# FrogID Audio Inference Pipeline

This notebook demonstrates how to process a single audio file and generate species predictions using a trained FrogID model.

**Pipeline Steps:**
1. **Setup**: Configure environment and model parameters
2. **Load Pipeline**: Get trained model pipeline from MLflow registry
3. **Load Model**: Retrieve trained model from registry
4. **Process Audio**: Load, preprocess, and extract features from audio file
5. **Predict**: Generate species predictions with confidence scores


## 1. Setup

In [None]:
%load_ext autoreload
%autoreload 2

import os
import sys
from pathlib import Path
# Setup path
notebook_path =  '/Workspace/' + os.path.dirname(dbutils.notebook.entry_point.getDbutils().notebook().getContext().notebookPath().get())
os.chdir(notebook_path)
os.chdir('..')
sys.path.append("../..")

from utils.pipeline import get_pipeline_config, instantiate_pipeline


In [None]:
from utils.environment_setup import setup_mlflow

# Configuration
AUDIO_FILE_PATH = "/Users/zacharyzhang/Documents/am/frogid-ml-15species-dbx/data/audio_files/5673.wav"
SCHEMA = "frogid_ml"
MODEL_NAME = "birdnet-ave-3s-chunk-embeddings"
MODEL_ALIAS = "champion"

# Setup environment
IS_DATABRICKS = "DATABRICKS_RUNTIME_VERSION" in os.environ
ROOT_DIR = Path(os.getcwd()).parent.parent
sys.path.insert(0, str(ROOT_DIR))
setup_mlflow(ROOT_DIR, IS_DATABRICKS)

print(f"📋 Configuration set - Model: {MODEL_NAME}, Alias: {MODEL_ALIAS}")
print(f"📁 Audio file: {AUDIO_FILE_PATH}")

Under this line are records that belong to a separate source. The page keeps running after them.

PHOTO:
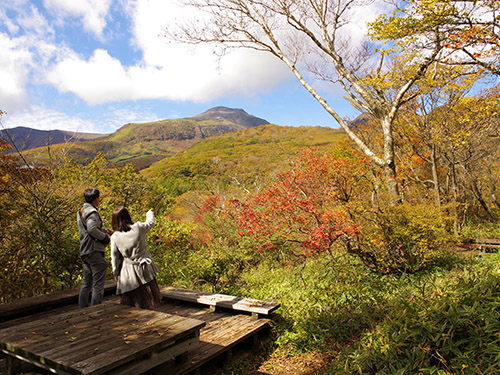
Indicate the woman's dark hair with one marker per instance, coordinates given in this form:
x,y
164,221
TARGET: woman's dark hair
x,y
91,195
121,220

## 2. Load Pipeline Configuration

In [None]:
model_name = f"{SCHEMA}.{MODEL_NAME}"
config = get_pipeline_config(
    # run_id = "542f86b2cb8348549eb8f583ea34f976"
    model_name=model_name,
    model_alias=MODEL_ALIAS,
    # model_version="2"  # Uncomment to use specific version instead of alias
)

print(f"✅ Successfully loaded pipeline config!")

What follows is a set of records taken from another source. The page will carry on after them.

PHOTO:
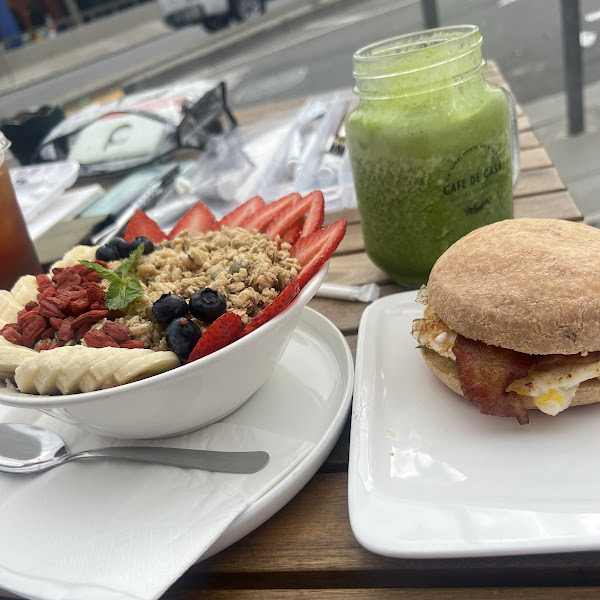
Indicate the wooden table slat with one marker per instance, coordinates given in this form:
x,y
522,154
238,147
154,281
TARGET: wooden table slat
x,y
461,593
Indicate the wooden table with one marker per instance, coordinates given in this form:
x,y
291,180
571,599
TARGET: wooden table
x,y
307,550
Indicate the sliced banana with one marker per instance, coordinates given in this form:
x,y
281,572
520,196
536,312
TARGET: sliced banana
x,y
25,374
106,362
25,289
72,369
11,357
9,307
73,256
76,364
145,366
51,366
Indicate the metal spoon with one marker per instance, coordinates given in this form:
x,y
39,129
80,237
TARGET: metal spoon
x,y
31,449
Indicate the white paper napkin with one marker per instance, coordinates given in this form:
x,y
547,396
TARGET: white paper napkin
x,y
104,530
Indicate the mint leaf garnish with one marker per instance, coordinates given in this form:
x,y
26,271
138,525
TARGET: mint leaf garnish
x,y
123,269
119,296
122,290
102,271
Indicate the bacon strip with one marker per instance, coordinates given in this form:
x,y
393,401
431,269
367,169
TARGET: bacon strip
x,y
548,360
484,372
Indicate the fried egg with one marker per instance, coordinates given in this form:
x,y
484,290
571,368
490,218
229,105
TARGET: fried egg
x,y
553,388
433,333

pipeline = instantiate_pipeline(config)


## 3. Load Model


In [None]:
model = pipeline.model_evaluator.load_model_from_mlflow_registry(model_name=model_name, model_version_alias=MODEL_ALIAS)

print(f"✅ Model loaded successfully")
model.summary()

## 4. Process Audio

In [None]:
waveform = pipeline.data_preprocessor.loader.load(AUDIO_FILE_PATH)
X_features = pipeline.data_preprocessor.process_audio_for_inference(waveform)


## 5. Generate Predictions


In [None]:
print(f"🔮 Generating predictions for {len(X_features)} chunks...")
class_labels_to_species = pipeline.data_selector.class_labels_to_species

pipeline.model_evaluator.predict(
    model=model,
    features=X_features,
    class_label_to_species_mapping=class_labels_to_species
)